2.3 Tracer - représenter

‘"… l’enjeu de la question des médiations dans la vie psychique se situe dans l’articulation de trois espaces : l’espace intrapsychique et subjectif, l’espace interpsychique et intersubjectif, l’espace transpsychique et transsubjectif. La médiation est à penser dans chacun de ces espaces et, conjointement, dans leurs relations, parce que nous avons acquis par l’expérience cette conviction que ce sont précisément les médiations entre ces espaces qui sont en cause dans les pathologies et dans la culture contemporaine 297 ". ’

Cette citation introductive de R. Kaës invoque la complexité des liens en jeu dans le cadre d’une situation avec médiation . Au cours du "tracer-représenter" sont convoqués les protagonistes et les objets de transfert historiques ou préhistoriques.

Le cadre est récepteur de liens syncrétiques qui soutient une mise en mouvement du préconscient et de la représentation. Le fond syncrétique du cadre clinique autorise l’apparition d’affects ou d’émotions, l’évocation de lieux, de personnages perdus.

Le tracé s’accompagne généralement d’une mise en sommeil de la parole, d’une absence d’échanges verbaux.
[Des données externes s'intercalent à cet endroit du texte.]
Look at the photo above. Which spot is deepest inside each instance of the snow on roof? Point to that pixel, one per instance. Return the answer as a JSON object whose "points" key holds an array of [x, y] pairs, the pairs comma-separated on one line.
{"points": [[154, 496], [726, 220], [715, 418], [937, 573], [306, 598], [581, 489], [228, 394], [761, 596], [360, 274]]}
Le silence est significatif de la capacité à être seul en présence de l’autre 298 :

‘"Etre seul en présence de quelqu’un est un fait qui peut intervenir à un stade très primitif, au moment où l’immaturité du moi est compensée de manière naturelle par le support du moi offert par la mère". ’
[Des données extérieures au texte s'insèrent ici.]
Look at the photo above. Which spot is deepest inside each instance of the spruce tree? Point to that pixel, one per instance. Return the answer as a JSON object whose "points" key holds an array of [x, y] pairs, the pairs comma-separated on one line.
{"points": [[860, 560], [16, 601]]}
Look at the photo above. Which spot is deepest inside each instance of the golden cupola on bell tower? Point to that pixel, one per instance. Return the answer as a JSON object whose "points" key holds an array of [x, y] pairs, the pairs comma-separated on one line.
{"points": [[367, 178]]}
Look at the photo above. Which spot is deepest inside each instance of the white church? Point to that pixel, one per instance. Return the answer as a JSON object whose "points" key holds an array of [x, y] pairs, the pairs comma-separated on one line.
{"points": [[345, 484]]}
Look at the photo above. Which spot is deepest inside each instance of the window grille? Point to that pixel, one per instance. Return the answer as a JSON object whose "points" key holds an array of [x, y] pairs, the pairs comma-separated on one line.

Jean, seul, s’entretiendra tout au long de sa réalisation avec nous. De même, il n’utilisera que l’écrit et ne passera pas par une production plastique, acceptation d’une régression à l’infantile, d’ouverture au play.

Le mouvement régressif, patent pour sept sujets, donne accès à un espace potentiel de transitionnalité, à un espace de création, tel que le définit Winnicott. Cet espace conjugue le moi et le non moi, les objets internes et la réalité extérieure.
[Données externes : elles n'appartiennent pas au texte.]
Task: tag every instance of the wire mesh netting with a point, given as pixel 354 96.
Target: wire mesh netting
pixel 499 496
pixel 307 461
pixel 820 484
Six jeunes débutent le dessin en haut à gauche. Ils se conforment au schème culturel de l’écriture latine. Tair débute en bas à gauche ainsi que Smaël dont la production est ténue. Quant à René son dessin occupe l’angle droit en bas.

Dans quatre cas, la figuration de la naissance initialise la trajectoire : Adjib, Jean, Mario, Mimoun, dans deux cas par l’enfance, en tant que période précédent la première séparation, Tair et Salah, et dans un cas par les lieux imaginaires, Ahmid. Peut–on penser que ce lieu ou période des origines serait lié au monde idéal : le ventre maternel ou au paradis de l’enfance ?

Construire/reconstruire une histoire appartient aux processus secondaires et au travail de liaison entre les différents espaces cités par R. Kaës. Cette reconstruction dans l’après-coup de discontinuités, de déliaisons tente de produire des continuités et des liaisons.

L’acceptation d’un mouvement régressif prend naissance dans le silence qui accompagne la production. La pensée se met en images concrétisées ou non dans le processus projectif (Jean et Adjib ne dessinent pas d’objets concrets mais trace des traits colorés, des lignes brisées). Le tracé mobilise des affects, des mouvements affectifs que l’utilisation de la couleur accentue.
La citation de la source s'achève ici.